君との恋は面倒すぎる
Episode8
───Side 蒼空


 その日の暗くなる前に日和を送った後、薫を呼び出した。

 近くのファミレスで入って待っていると、私服姿の薫が目の前に来る。

 薫は少し表情をかたくした後、俺の元にゆるく笑顔を向けて近寄ってきた。


「…久しぶり?」

「毎日顔合わせてんじゃん」


 久しぶりなんて違和感を感じる言葉にそう返すと薫は「確かに」と笑いながら椅子に座る。

 目の前にすると何話していいかわからない。

 友達と好きな子が被ってとかそんな経験ないし。
 それに俺が何を言えば良いのか。

 薫が日和を好きだとしても、別れるなんて言えるわけでもないし、だからと言って好きなのをやめろなんてことも言えない。

 話し合ってもこのまま俺達がどうにかなることは無いんじゃないかと思う。


「俺、前蒼空に言った通り、今も日和ちゃんが好きだ。
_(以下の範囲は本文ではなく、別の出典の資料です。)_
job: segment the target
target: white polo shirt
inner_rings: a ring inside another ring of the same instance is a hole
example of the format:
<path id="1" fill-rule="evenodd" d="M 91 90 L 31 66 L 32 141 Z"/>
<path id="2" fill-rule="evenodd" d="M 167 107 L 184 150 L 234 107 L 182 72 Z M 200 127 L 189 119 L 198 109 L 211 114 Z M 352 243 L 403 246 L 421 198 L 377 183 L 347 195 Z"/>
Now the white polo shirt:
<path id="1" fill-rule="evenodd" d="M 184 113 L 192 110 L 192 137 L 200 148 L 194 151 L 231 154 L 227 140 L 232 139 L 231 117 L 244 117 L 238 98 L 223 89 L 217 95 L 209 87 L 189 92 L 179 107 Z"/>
きっぱり振られてるけど、それでも今でも好き」


 まっすぐ好きなんて言える薫が少し羨ましかった。

 いつも伝えられたらもっと俺達は上手く関係性を築けているはずなのに、俺のせいでどうも上手くいかない。そんな焦れた関係性を送っているというのに、俺が出来ないことを薫は物怖じせずにできる。

 そんな薫が羨ましくて眩しかった。

 薫が日和に近付くのを嫌だと思ったのは、そういうストレートに言葉を伝えられる薫を妬んでいたせいだとも思う。

 そもそも好意を持っている男…、いや、そもそも異性に近付いてほしくないとは思うけど、薫は日和に気持ちを何でもストレートに伝えられて、素直に言えない俺はいつか捨てられるんじゃないかと思っていた。

 そうなっても仕方ないともどこかで諦めようとすらしていた気がする。

 俺には出来ないなんて常に逃げ腰で、無理だと決めつけていたから。

 その結果自暴自棄になって、一緒に居たくないとか思っても居ない言葉で日和を傷付けてしまった。

 きっと薫なら日和を傷付けることを言わないんだろうなと考えてはまた劣等感に陥る。